Les parties ont été régulièrement averties du jour de l'audience.
Ont été entendus au cours de l'audience publique :
- le rapport de M. Pilven,
- les conclusions de M. Errera, rapporteur public,
- et les observations de MeB..., substituant Me Bineteau, pour la SCI SORAYA IMMOBILIER et de MeA..., substituant MeC..., pour la commune
d'Aulnay-sous-Bois.
1. Considérant que le 9 juillet 2010, la SCI SORAYA IMMOBILIER a signé un compromis de vente de l'immeuble dont elle est propriétaire, au n° 42 de la rue de Sevran à Aulnay-sous-Bois, au prix de 1 205 000 euros ; que, par arrêté du 4 août 2010, le maire d'Aulnay-sous-Bois a décidé d'exercer son droit de préemption, avant de confirmer à la
SCI SORAYA IMMOBILIER qu'elle y renonçait le 25 novembre 2010 ; que, le
30 décembre 2014, la société requérante a adressé à la commune d'Aulnay-sous-Bois une demande indemnitaire qui a été rejetée le 26 février 2015 ; que cette société a demandé l'annulation de cette décision et la condamnation de la commune à lui payer une somme de 269 469 euros, à titre de réparation du préjudice subi ; que, par jugement du 7 avril 2016, le Tribunal administratif de Montreuil a rejeté ces demandes ;
Sur la régularité du jugement attaqué :
2. Considérant qu'aux termes de l'article R. 741-7 du code de justice administrative : " Dans les tribunaux administratifs et les cours administratives d'appel, la minute de la décision est signée par le président de la formation de jugement, le rapporteur et le greffier d'audience " ; qu'il ressort des pièces du dossier que sont apposées, sur la minute du jugement attaqué, les signatures manuscrites du président de la formation de jugement, du magistrat rapporteur ainsi que du greffier ; que, par suite, le moyen tiré du défaut de signature du jugement doit être écarté ;
Sur la demande indemnitaire :
3. Considérant que la société requérante soutient que le maire de la commune
d'Aulnay-sous-Bois, en exerçant son droit de préemption le 4 août 2010, avant d'y renoncer le 25 novembre 2010, a été à l'origine d'un préjudice spécial et anormal dès lors qu'elle a subi une perte financière liée à la fois à l'impossibilité de trouver un acquéreur acceptant d'acheter l'immeuble au prix fixé dans le compromis de vente du 9 juillet 2010 et à l'impossibilité de bénéficier du régime fiscal de la taxation des plus-values sur vente immobilière en vigueur jusqu'au 1er janvier 2011 ; que, toutefois, l'exercice du droit de préemption et de renonciation à ce droit n'a pas fait supporter à la société requérante, au vu des préjudices allégués, une sujétion qui excéderait celle qu'est susceptible de supporter un acheteur ou un vendeur soumis à l'incertitude d'une action de préemption en zone urbaine ; que, par ailleurs, la circonstance que la commune d'Aulnay-sous-Bois ait porté à la connaissance de la société requérante, par un courrier du 22 septembre 2010, que le bien immobilier en litige est situé sur un emplacement réservé, en vue de la réalisation d'un aménagement de voirie, n'est pas non plus de nature à constituer un aléa ou une sujétion ayant pour effet de créer un préjudice anormal ; que la responsabilité de la commune ne peut ainsi pas être recherchée sur le fondement d'une rupture d'égalité devant les charges publiques ;
4. Considérant, par ailleurs, qu'aux termes de l'article L. 213-7 du code de l'urbanisme : " A défaut d'accord sur le prix, tout propriétaire d'un bien soumis au droit de préemption, qui a manifesté son intention d'aliéner ledit bien, peut ultérieurement retirer son offre.
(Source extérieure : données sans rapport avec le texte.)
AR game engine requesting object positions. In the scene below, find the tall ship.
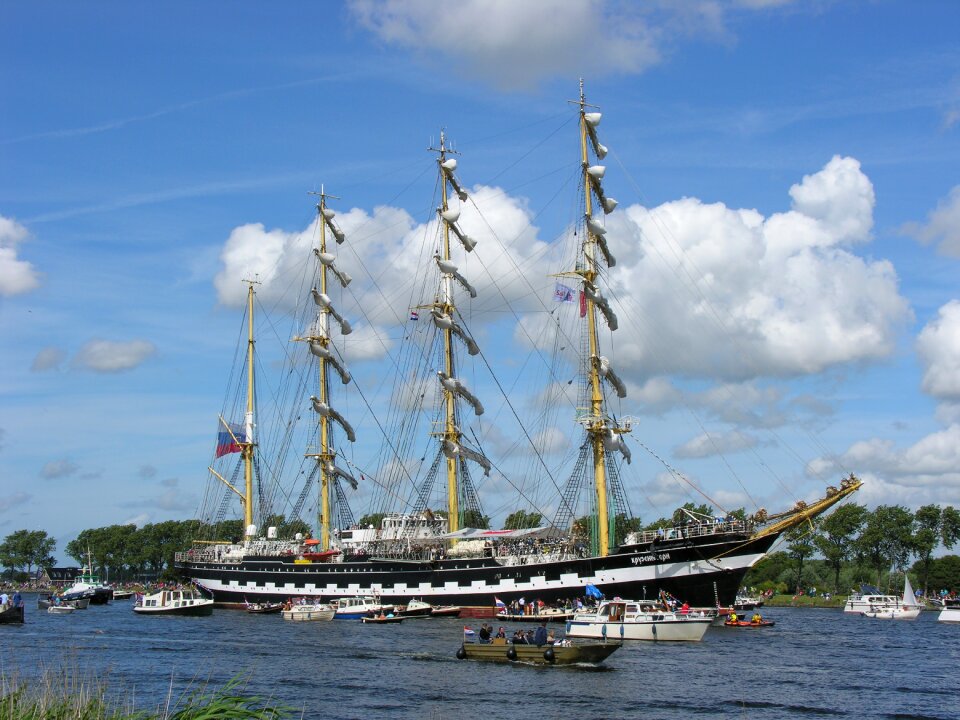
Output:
[176,82,861,616]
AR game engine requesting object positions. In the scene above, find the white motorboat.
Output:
[856,576,923,620]
[567,600,713,642]
[133,589,213,615]
[937,602,960,622]
[332,596,393,620]
[280,602,334,622]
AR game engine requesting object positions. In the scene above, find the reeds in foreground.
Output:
[0,668,294,720]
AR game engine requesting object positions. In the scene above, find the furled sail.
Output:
[443,440,492,475]
[310,288,353,335]
[310,395,357,442]
[430,308,480,355]
[596,355,627,398]
[583,282,618,330]
[433,253,477,298]
[313,248,353,287]
[310,338,350,385]
[437,370,483,415]
[324,460,359,490]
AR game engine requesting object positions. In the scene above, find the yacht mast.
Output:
[576,79,630,556]
[240,280,259,535]
[304,188,356,550]
[428,131,490,532]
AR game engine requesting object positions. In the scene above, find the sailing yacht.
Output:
[176,82,861,616]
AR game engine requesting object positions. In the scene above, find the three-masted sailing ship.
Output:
[177,84,860,615]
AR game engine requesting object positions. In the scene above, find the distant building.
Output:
[37,568,80,587]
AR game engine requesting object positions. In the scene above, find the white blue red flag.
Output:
[553,283,577,302]
[217,423,247,457]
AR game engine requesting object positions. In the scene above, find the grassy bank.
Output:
[0,668,301,720]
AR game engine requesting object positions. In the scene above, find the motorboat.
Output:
[937,600,960,622]
[331,595,393,620]
[856,576,923,620]
[457,638,623,665]
[280,602,335,622]
[0,604,23,625]
[133,589,213,615]
[567,599,714,642]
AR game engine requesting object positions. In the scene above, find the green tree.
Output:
[0,530,57,575]
[503,510,543,530]
[813,503,869,592]
[785,521,817,593]
[856,505,913,586]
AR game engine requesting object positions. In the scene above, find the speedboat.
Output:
[331,596,393,620]
[133,589,213,615]
[567,599,713,642]
[457,638,623,665]
[280,601,335,622]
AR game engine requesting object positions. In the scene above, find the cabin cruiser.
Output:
[567,599,714,642]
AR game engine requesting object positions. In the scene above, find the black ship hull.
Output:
[177,533,778,615]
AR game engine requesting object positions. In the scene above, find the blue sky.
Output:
[0,0,960,564]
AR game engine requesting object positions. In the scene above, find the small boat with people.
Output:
[567,598,714,642]
[331,595,393,620]
[393,600,432,618]
[457,621,623,665]
[280,598,336,622]
[244,603,283,615]
[937,600,960,622]
[0,602,24,625]
[360,613,403,625]
[723,613,776,628]
[133,588,213,616]
[856,576,923,620]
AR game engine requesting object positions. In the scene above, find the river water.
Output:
[0,595,960,720]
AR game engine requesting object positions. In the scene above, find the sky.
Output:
[0,0,960,558]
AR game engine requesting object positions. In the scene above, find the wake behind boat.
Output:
[176,85,861,616]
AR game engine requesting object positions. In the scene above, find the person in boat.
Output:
[533,622,547,647]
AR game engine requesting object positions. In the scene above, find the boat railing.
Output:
[625,520,749,545]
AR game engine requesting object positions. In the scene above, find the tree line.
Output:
[745,503,960,593]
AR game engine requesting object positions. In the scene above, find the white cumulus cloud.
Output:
[73,340,156,373]
[0,215,40,296]
[902,185,960,257]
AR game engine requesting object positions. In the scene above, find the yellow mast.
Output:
[240,280,259,535]
[439,131,460,532]
[579,86,610,556]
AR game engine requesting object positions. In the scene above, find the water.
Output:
[0,595,960,720]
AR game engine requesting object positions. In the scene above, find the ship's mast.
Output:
[240,280,259,535]
[304,188,356,550]
[563,80,630,556]
[426,132,490,532]
[438,131,460,532]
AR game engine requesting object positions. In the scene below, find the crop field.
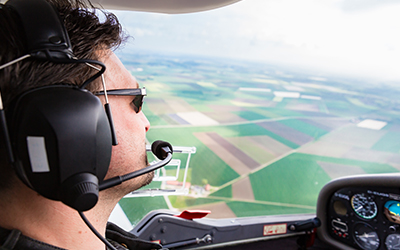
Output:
[115,54,400,224]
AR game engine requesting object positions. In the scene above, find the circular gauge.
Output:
[351,193,378,219]
[385,234,400,250]
[354,223,379,250]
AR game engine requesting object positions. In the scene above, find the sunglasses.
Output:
[95,87,147,114]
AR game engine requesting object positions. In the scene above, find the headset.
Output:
[0,0,115,212]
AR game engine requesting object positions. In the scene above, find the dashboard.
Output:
[317,174,400,250]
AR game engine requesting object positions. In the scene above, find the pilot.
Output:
[0,0,161,249]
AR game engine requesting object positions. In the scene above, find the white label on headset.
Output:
[26,136,50,173]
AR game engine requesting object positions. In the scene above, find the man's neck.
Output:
[0,183,118,250]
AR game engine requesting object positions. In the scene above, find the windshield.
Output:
[109,0,400,228]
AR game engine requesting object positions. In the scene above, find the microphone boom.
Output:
[99,141,173,191]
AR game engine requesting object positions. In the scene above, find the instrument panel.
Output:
[317,176,400,250]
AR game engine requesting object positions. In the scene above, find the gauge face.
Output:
[351,193,378,219]
[354,223,379,250]
[385,234,400,250]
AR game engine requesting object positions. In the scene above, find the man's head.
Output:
[0,0,152,205]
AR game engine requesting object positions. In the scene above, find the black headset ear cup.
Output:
[9,85,112,211]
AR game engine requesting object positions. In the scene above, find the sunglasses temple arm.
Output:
[104,103,118,146]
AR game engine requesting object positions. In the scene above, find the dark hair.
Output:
[0,0,124,190]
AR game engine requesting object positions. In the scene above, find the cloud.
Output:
[113,0,400,79]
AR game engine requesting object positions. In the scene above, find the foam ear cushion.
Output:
[7,85,112,211]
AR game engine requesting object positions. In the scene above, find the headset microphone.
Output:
[99,140,173,191]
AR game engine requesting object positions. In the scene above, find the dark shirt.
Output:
[0,223,162,250]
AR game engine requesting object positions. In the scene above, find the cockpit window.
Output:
[110,0,400,227]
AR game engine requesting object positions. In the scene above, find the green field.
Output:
[116,54,400,224]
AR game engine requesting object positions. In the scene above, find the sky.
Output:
[114,0,400,82]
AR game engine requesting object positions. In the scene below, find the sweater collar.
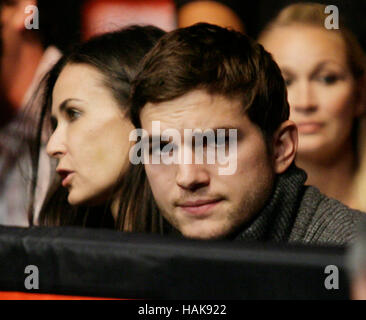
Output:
[235,164,307,242]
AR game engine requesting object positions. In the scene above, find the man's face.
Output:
[141,90,275,239]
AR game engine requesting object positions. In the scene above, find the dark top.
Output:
[235,165,366,245]
[174,0,366,50]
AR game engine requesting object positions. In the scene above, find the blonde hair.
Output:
[259,3,366,80]
[259,3,366,211]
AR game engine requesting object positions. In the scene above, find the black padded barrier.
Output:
[0,226,349,300]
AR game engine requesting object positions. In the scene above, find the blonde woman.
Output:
[259,3,366,211]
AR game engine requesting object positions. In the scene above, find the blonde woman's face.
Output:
[47,64,133,205]
[260,25,361,159]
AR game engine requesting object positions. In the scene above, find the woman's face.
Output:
[47,64,133,205]
[261,25,361,159]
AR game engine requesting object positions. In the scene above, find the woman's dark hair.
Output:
[28,26,165,231]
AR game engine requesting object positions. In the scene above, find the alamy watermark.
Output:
[324,265,339,290]
[129,121,237,175]
[324,5,339,30]
[24,265,39,290]
[24,5,39,30]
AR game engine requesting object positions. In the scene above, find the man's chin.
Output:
[181,228,228,240]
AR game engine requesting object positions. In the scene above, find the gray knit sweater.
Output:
[235,165,366,245]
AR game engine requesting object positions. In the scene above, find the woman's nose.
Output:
[46,128,66,159]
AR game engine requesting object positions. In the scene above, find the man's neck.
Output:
[1,41,44,109]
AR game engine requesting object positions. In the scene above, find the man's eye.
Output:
[216,135,230,146]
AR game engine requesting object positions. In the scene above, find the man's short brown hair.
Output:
[130,23,289,139]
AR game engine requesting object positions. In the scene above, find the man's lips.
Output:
[178,199,222,216]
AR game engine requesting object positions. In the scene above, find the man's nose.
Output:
[176,164,210,191]
[288,80,317,113]
[46,128,66,159]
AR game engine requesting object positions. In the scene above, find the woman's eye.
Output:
[149,142,175,154]
[285,78,292,87]
[319,74,338,85]
[66,108,80,121]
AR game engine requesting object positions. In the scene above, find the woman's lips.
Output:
[56,169,74,188]
[61,172,74,188]
[179,199,221,216]
[297,122,323,134]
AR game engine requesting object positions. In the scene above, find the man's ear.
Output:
[13,0,37,31]
[272,120,298,174]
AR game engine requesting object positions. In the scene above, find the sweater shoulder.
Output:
[292,186,366,245]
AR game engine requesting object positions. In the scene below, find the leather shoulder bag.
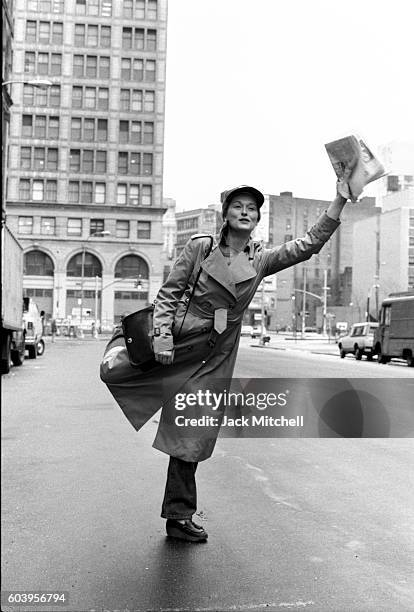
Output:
[122,234,213,372]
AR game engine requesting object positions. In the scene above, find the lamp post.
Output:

De même, le titulaire du droit de préemption peut renoncer en cours de procédure à l'exercice de son droit à défaut d'accord sur le prix (...) " ;
5. Considérant que la circonstance que la commune d'Aulnay-sous-Bois ait, en application des dispositions de l'article L. 213-7 du code de l'urbanisme, renoncé en raison d'un désaccord sur le prix de l'immeuble préempté, à l'exercice de son droit, n'est pas de nature à engager, en soi, sa responsabilité pour faute ; que si la société requérante fait état d'une attitude ambigüe de la commune sur ses intentions ayant eu pour effet de décourager le candidat à l'acquisition de l'immeuble, il ressort des pièces du dossier que la commune a exercé ce droit à renonciation dans un délai assez court, inférieur à quatre mois, insusceptible d'être regardé comme disproportionné et déraisonnable et de nature à ouvrir droit à réparation ;
6. Considérant qu'enfin, si la société requérante soutient que le maire de la commune aurait fait usage de son droit de préemption dans le seul but d'empêcher la réalisation de la vente de l'immeuble, elle n'appuie ses allégations d'aucun élément de nature à en établir le fondement ; que, par suite, le moyen tiré du détournement de pouvoir ne peut qu'être écarté ;
7. Considérant qu'il résulte de tout ce qui précède que les préjudices allégués par la société requérante ne peuvent ouvrir droit à réparation sur le fondement de la responsabilité pour faute ou sans faute de la commune d'Aulnay-sous-Bois ; que, dès lors, la SCI SORAYA IMMOBILIER n'est pas fondée à se soutenir que c'est à tort que le Tribunal administratif de Montreuil a, par le jugement contesté, rejeté sa demande indemnitaire ;
Sur les conclusions tendant à l'application de l'article L. 761-1 du code de justice administrative :
8. Considérant que les dispositions de l'article L. 761-1 du code de justice administrative font obstacle à ce que soit mis à la charge de la commune d'Aulnay-sous-Bois, qui n'est pas dans la présente instance, la partie perdante, le versement d'une somme à la société requérante ; qu'il n'y a pas lieu, dans les circonstances de l'espèce, de mettre à la charge de la SCI SORAYA IMMOBILIER une somme à verser à la commune d'Aulnay-sous-Bois sur le fondement de ces dispositions ;
DÉCIDE :
Article 1er : La requête de la SCI SORAYA IMMOBILIER est rejetée.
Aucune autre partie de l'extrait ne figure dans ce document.